Mercedes-Benz CLK: the revenge of the Third Reich.

It had been no surprise that the Dulles–Rome flight had been delayed three hours for a mechanical problem the pilot described as “a minor glitch.” The tone of the man’s voice said it was no surprise to him, either.

Time to spare, go by air.

Forgetting life’s sharper points for the moment, Lang set down his single bag to buy a cup of espresso at the coffee bar in the rail terminal. A large, barnlike structure with a glass roof, the airport station contained a few shops and four tracks, all of which went to Termini, Rome, departing at approximately twenty-minute intervals. The only question was whether to take express or local. Lang took the first departure.

Staring out of the window at the weed-covered switching yards and intermediate stations, Lang wondered how many times he had taken this ride. Shortly before leaving the Agency, he had brought Dawn here. Her first trip outside the United States, she had taken delight in even the dreary scenery that surrounds most rail right-of-ways. Before arrival at the final stop, she had become radiant at the sight of the first antiquity, a bland section of ancient brick that had been part of the city’s wall.

Lang had always heard Rome was a city of churches, but he had never realized how many. Dawn had insisted on seeing the places of worship of the Jesuits, the Dominicans, and the Capuchins. They visited churches boasting sculpture by Michelangelo and Bernini and paintings by Caravaggio and Raphael.
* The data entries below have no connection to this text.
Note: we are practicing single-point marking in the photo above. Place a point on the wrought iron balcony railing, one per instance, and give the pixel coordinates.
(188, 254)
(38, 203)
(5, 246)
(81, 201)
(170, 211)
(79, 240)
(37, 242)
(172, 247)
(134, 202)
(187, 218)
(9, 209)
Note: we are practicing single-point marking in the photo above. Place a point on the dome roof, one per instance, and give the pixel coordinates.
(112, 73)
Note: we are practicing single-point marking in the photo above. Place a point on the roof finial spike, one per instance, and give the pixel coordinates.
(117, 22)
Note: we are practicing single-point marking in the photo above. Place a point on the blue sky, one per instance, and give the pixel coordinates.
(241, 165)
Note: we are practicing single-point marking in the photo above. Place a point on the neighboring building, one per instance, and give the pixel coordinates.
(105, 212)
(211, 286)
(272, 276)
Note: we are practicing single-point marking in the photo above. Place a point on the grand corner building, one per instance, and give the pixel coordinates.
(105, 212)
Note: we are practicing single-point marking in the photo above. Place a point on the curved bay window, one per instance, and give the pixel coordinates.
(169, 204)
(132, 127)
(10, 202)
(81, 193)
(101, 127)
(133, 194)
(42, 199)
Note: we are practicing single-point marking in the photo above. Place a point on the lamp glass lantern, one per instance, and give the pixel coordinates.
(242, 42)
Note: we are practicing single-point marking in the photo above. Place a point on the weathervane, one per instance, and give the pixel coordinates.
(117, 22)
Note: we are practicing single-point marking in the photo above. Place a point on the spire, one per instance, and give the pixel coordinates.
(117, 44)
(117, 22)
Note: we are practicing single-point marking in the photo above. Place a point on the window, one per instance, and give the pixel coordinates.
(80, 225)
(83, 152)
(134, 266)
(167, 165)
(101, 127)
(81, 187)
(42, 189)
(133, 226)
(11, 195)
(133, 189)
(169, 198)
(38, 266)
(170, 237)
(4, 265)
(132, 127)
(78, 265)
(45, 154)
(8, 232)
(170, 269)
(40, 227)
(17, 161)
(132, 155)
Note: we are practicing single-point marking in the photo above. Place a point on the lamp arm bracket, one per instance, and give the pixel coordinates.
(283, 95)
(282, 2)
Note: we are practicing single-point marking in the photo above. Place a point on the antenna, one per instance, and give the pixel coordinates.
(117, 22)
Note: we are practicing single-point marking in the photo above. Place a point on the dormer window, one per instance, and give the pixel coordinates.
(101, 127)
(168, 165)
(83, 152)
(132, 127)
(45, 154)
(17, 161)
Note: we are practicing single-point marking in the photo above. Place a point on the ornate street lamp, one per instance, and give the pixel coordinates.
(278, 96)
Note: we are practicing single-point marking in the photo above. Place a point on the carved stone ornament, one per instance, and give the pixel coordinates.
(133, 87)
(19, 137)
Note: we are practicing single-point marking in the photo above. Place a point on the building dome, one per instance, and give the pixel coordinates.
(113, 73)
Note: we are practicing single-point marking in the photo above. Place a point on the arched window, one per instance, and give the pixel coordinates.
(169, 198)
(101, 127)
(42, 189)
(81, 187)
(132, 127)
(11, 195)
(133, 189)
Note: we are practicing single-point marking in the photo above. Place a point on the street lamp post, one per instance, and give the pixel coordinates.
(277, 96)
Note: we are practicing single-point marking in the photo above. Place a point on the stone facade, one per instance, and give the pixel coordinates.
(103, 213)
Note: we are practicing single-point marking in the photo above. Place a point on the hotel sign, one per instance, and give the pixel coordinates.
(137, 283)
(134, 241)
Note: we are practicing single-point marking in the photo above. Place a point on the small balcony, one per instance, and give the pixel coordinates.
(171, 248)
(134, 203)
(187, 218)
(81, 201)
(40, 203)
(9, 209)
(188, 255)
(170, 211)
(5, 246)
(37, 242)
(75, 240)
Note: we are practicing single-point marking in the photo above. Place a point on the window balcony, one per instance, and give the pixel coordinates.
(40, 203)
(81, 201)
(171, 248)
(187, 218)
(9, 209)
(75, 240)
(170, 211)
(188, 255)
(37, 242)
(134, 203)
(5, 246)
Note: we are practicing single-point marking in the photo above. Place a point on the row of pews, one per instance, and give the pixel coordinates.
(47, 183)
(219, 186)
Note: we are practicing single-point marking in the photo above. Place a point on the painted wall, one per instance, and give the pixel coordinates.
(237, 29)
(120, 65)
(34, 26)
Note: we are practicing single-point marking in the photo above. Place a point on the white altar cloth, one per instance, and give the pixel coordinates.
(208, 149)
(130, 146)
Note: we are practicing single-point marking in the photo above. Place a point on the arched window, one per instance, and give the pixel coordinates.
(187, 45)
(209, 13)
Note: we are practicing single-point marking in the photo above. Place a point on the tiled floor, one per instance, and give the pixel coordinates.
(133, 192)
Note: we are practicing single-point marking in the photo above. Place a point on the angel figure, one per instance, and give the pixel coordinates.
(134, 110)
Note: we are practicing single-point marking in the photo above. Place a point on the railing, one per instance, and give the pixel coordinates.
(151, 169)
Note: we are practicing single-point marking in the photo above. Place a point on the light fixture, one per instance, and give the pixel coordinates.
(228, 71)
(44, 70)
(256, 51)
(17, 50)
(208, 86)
Before the first
morning was over, Madonnas, martyred saints, and incidents from the Gospels melded into a religious blur. Never had Lang been so thankful for the three-to four-hour afternoon period when museums, businesses, and especially churches were
chuiso
, closed.

But he had never let Dawn know, feeding on her delight like a starving man presented with a banquet.
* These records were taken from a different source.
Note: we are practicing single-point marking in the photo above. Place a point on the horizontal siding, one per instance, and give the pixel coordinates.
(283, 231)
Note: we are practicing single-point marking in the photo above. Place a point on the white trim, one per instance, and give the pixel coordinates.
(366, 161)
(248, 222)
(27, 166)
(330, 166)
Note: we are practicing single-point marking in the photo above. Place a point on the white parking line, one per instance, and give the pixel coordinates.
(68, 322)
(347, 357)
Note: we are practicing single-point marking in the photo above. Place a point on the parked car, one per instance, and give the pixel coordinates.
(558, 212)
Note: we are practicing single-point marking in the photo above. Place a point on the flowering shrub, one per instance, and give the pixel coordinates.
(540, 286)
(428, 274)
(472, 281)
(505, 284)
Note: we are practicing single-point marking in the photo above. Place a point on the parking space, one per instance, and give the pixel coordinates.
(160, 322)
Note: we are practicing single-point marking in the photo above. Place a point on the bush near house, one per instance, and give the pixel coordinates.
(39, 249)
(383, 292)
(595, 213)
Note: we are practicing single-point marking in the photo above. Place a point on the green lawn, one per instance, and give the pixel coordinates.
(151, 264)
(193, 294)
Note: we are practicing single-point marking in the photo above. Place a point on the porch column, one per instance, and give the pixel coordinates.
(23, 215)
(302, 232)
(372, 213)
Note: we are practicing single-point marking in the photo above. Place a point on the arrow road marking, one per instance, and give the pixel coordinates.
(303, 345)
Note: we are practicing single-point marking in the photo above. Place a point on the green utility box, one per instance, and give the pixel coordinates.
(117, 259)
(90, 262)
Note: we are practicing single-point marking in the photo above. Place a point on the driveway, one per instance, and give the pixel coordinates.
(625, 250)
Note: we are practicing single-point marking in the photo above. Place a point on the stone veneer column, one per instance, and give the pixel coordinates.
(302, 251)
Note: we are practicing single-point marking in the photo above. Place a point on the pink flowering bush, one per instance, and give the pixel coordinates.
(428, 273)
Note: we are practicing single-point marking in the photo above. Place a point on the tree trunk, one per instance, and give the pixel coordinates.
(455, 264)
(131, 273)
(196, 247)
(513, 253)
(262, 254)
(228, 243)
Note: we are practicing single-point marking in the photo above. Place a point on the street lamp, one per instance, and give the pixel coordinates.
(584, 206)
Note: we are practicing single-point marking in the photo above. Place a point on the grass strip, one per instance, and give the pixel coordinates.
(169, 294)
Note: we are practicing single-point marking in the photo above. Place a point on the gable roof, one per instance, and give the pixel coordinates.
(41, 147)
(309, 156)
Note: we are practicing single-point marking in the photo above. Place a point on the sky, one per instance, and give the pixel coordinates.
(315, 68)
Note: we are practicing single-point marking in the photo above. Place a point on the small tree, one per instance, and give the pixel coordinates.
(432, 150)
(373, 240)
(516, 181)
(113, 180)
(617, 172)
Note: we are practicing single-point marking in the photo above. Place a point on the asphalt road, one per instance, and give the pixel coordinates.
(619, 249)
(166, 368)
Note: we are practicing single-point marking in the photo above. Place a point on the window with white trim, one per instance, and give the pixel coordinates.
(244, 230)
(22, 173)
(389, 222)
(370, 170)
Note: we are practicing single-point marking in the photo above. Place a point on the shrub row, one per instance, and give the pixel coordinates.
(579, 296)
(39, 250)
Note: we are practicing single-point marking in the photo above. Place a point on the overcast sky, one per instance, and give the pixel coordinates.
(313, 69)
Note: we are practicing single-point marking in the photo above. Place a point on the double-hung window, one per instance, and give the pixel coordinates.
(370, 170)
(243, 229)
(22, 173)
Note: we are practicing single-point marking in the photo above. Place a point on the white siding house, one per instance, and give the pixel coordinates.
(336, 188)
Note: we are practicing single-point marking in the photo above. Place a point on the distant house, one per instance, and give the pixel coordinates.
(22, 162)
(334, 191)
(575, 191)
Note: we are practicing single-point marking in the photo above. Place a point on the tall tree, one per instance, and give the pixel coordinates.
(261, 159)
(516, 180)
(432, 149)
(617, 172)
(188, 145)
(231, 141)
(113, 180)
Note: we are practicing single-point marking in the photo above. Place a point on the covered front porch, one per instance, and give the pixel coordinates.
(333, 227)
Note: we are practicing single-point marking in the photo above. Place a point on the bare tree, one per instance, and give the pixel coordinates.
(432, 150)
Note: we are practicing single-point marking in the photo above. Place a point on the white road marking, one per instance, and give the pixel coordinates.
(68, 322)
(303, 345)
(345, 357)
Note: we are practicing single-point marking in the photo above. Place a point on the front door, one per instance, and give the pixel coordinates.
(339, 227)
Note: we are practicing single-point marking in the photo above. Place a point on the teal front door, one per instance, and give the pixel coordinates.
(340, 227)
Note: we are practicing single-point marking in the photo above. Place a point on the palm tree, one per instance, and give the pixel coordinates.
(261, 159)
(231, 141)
Only last year, he had been on this very same train, unknowingly about to revive a relationship with Gurt dormant since he had met Dawn. He and Gurt had made wild love in a small pension in the Trastevere District, ridden her motorcycle into the countryside, and hidden in an Agency safe house just across from the Villa Borghese, Rome’s largest park.

Now Gurt, like Dawn, was gone.

He could take no vengeance against the cancer that had stolen his wife, but he could, and, by God, would, make those responsible for Gurt pay. Only the apprehensive look on the face of the woman seated facing him made him aware that his teeth were grinding. At the same time, he noticed the pain of fingernails digging into the heel of each hand.
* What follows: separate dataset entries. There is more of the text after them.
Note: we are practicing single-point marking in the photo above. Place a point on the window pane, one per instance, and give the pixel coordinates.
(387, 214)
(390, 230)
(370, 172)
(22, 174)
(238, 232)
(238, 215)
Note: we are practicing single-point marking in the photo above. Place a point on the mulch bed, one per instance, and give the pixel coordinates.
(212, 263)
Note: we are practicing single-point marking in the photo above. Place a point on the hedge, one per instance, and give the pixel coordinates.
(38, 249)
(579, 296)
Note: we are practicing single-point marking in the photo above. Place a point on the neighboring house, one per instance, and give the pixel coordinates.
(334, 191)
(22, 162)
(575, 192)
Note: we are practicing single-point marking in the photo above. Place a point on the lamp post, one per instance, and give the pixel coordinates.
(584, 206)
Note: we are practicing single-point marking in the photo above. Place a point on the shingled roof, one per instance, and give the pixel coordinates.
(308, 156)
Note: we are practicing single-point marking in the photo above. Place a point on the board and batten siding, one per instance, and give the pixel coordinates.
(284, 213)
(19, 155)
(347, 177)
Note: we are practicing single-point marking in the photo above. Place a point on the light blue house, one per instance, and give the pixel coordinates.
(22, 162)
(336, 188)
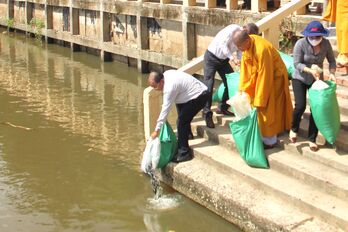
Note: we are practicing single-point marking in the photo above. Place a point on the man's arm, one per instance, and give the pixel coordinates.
(168, 99)
(265, 78)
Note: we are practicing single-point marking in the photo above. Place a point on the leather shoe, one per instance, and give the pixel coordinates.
(182, 158)
(224, 112)
(269, 146)
(209, 120)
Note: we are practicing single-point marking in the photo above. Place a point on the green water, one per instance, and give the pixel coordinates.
(76, 168)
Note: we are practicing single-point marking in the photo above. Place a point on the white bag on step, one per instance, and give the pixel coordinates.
(151, 155)
(319, 85)
(240, 104)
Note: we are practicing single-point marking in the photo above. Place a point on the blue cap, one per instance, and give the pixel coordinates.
(315, 28)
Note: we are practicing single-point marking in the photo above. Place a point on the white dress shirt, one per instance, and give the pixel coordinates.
(179, 87)
(222, 46)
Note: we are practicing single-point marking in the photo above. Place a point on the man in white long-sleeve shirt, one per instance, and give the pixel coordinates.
(216, 59)
(189, 94)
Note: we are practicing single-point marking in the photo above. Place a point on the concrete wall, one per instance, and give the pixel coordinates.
(89, 24)
(204, 35)
(19, 12)
(165, 36)
(3, 9)
(61, 18)
(39, 12)
(124, 30)
(169, 35)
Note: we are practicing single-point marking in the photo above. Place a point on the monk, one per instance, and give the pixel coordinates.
(337, 11)
(264, 77)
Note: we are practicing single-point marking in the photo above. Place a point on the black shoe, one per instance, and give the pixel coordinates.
(209, 120)
(224, 112)
(182, 158)
(270, 146)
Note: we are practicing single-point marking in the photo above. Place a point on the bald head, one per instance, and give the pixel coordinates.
(251, 28)
(156, 80)
(242, 40)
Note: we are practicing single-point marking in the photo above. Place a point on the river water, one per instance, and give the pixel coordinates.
(71, 135)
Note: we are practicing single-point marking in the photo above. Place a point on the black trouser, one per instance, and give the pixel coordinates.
(212, 64)
(186, 112)
(300, 91)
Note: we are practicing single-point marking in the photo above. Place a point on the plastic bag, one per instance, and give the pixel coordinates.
(151, 155)
(289, 63)
(316, 67)
(325, 111)
(240, 105)
(247, 136)
(319, 85)
(169, 145)
(232, 84)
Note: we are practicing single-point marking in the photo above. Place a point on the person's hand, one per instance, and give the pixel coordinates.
(259, 108)
(316, 73)
(332, 77)
(154, 134)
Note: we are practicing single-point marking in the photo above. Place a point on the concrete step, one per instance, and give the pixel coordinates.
(331, 181)
(226, 193)
(335, 158)
(341, 143)
(342, 101)
(304, 197)
(221, 134)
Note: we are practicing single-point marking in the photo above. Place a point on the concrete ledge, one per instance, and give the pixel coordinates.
(230, 196)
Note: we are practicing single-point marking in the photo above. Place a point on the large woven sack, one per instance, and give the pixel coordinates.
(325, 111)
(247, 136)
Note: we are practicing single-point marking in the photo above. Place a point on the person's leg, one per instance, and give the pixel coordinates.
(300, 90)
(186, 112)
(183, 130)
(210, 67)
(312, 130)
(224, 69)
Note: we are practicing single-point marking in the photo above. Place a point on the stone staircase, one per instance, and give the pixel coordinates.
(302, 190)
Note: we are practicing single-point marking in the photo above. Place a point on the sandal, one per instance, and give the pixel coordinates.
(292, 136)
(313, 147)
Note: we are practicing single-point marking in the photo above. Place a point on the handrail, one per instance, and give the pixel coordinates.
(268, 25)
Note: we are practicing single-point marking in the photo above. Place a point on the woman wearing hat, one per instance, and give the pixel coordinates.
(308, 51)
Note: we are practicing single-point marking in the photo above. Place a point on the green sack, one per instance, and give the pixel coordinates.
(232, 83)
(325, 111)
(169, 145)
(247, 136)
(289, 63)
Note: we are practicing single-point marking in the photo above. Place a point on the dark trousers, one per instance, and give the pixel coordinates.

An hour later, he was unpacking at the Hotel Hassler, a slightly past-its-prime, very American-style hotel at the head of the Spanish Steps. It was the sort of place Couch might stay, particularly if he was on business and, like most Americans, more than willing to compromise quality for the certainty he would not be confronted by people speaking only the native tongue.

Lang had requested a room on the side facing away from the steps, fully aware that those flights of marble constituted the place for younger tourists to congregate, play loud music, smoke, and photograph one another.

Finished unpacking the small bag, he stepped into the hall, looking both ways. He saw a maid’s linen trolley
but no maid. Bending over to shield what he was doing, he pulled a hair from his head, ran a saliva-moistened finger along it, and stuck it to the top of the doorknob. Once dry, that hair would fall at the slightest touch. Unlikely the telltale would be needed, since no one in Rome knew who Mr. Couch really was, but old habits died hard.